Which of the following sets are compact?
$1.\{({1\over n},{1\over m})\in \mathbb R^2:m,n\in \mathbb Z\}\bigcup \{(0,0)\}\bigcup \{({1\over n},0):n\in \mathbb Z\}\bigcup \{(0,{1\over n}): n\in \mathbb Z\}$
$2.\{(x,y,z)\in \mathbb R^3: |x|+|2y|+|3z|\le 1\}$
$3.\{(x,y,z)\in \mathbb R^3:x^2+2y^2-3z^2=1\}$
$4.\{(x_1,x_2,....,x_n)\in \mathbb R^n:x_1+x_2+x_3+.....+x_n=0\}$
Option $4$ is clearly unbounded so not compact.
For option $3$, $x^2+2y^2=1+3z^2$ so the set , is unbounded for arbitrarily large values of $z$ will take up arbitrarily large values of $x$ and $y$ so unbounded.
Option $2$ is bounded since the equation is basically sum of three positive numbers less than $1$.How do I show that it is closed as well?
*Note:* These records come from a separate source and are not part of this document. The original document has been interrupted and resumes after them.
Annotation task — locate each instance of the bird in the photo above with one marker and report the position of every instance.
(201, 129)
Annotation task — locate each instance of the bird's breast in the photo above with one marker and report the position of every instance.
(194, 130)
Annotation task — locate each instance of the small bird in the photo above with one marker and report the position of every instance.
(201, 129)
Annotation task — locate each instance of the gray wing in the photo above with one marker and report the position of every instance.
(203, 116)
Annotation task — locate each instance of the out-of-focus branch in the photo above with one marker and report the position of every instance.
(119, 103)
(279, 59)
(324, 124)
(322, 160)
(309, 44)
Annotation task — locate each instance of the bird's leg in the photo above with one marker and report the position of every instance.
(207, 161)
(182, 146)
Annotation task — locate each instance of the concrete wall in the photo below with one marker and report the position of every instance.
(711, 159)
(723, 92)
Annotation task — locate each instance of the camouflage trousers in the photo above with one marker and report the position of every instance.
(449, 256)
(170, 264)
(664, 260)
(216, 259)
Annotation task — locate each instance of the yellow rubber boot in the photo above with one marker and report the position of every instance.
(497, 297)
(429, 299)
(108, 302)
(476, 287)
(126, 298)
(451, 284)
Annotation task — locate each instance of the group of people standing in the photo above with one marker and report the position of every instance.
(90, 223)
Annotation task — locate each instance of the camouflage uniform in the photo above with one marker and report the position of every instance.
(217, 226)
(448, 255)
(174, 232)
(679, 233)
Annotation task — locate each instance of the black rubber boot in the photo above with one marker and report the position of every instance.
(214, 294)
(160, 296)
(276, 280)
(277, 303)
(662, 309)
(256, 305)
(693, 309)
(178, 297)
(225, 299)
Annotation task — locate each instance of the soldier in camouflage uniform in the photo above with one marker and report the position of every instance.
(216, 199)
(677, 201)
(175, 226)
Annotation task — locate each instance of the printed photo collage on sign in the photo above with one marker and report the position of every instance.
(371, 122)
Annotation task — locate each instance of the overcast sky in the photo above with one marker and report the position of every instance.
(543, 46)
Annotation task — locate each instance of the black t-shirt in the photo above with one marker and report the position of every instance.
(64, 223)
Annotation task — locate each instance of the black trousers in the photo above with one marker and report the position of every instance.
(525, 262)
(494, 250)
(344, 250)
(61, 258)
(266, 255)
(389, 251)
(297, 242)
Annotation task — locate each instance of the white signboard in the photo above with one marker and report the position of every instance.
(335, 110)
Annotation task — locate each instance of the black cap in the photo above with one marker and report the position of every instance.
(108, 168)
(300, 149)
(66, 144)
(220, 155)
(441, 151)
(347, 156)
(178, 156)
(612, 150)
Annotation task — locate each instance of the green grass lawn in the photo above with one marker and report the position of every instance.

For Option $1$,the set is bounded and I can see the set $ \{(0,0)\}\bigcup \{({1\over n},0):n\in \mathbb Z\}\bigcup \{(0,{1\over n}): n\in \mathbb Z\}$ is closed itself and is a set of limit points of the set $\{({1\over n},{1\over m})\in \mathbb R^2:m,n\in \mathbb Z\}$. Now if only I could show that those are the only limit points the set $\{({1\over n},{1\over m})\in \mathbb R^2:m,n\in \mathbb Z\}$ can have then I would be sure that it was compact. How do I prove that? Thank you.